Here are three suggestions that I’ve adapted to my own organization’s purposes.

1.     Establish a top-down culture of communication and collaboration. It takes leadership commitment, people at the top who walk the talk. I try to personify the behaviors that I want to see in my teams. It takes time and commitment to grow a culture where opinions and input from across the aisle are solicited and valued. To a significant extent, that also takes articulating that commitment in meaningful vision and mission statements that everyone trusts.

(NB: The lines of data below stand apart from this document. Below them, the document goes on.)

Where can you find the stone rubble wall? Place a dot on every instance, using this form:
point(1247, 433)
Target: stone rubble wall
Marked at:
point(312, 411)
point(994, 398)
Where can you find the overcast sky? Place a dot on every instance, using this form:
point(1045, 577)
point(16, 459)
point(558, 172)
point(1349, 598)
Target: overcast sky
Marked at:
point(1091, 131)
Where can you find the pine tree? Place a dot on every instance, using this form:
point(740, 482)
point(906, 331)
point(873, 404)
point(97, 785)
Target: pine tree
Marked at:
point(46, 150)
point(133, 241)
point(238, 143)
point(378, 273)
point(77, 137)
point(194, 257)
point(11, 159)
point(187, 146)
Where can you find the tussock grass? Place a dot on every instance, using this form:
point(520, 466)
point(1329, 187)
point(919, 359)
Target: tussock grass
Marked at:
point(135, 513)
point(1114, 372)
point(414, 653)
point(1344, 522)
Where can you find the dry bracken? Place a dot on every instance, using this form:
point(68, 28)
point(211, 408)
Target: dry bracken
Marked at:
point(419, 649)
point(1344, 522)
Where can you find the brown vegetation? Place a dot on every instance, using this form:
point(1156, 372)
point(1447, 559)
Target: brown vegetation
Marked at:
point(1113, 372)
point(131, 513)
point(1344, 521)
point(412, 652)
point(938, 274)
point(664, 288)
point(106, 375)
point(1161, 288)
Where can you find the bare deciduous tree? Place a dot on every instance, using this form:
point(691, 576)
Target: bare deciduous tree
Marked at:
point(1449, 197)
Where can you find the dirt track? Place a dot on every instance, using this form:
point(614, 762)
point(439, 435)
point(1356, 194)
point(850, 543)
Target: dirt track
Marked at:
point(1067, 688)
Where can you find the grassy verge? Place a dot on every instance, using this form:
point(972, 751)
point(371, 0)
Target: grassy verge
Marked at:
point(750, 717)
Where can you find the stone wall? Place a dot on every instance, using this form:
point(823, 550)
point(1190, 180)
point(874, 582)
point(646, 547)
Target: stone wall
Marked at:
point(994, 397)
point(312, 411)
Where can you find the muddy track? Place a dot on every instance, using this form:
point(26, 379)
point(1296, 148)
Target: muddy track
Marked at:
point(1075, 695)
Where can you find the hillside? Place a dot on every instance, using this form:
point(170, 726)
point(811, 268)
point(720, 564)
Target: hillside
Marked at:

2.     Borrow from Jack Welch’s “work-out” process. The bigger the organization, the more difficult it is, of course, to coordinate across a fragmented and geographically dispersed structure and functions. A fairly simple solution is to fashion your initiatives as regular forums designed to improve cross-functional and hierarchical communications and, ultimately, push for faster decision-making. Team leaders for a tech company, for example, successfully brought together its R&D and business areas, whose combined input led to a faster process for product commercialization.

3.     Share the successes. When you’ve surmounted the barriers and joined disparate teams and disciplines together to tackle the big challenges that can affect your productivity, growth and financial performance, give credit where it’s due. You’ll strengthen the bonds of your organizational fabric and also motivate others to want to play a role in this collaborative environment.

The fact is that whether you’re the chief executive or project manager or IT troubleshooter or marketing specialist, everyone has shared goals in pushing for the future success of your organization. The more effectively you can remove the barriers from collaboration and communication, the greater your measure of success will be.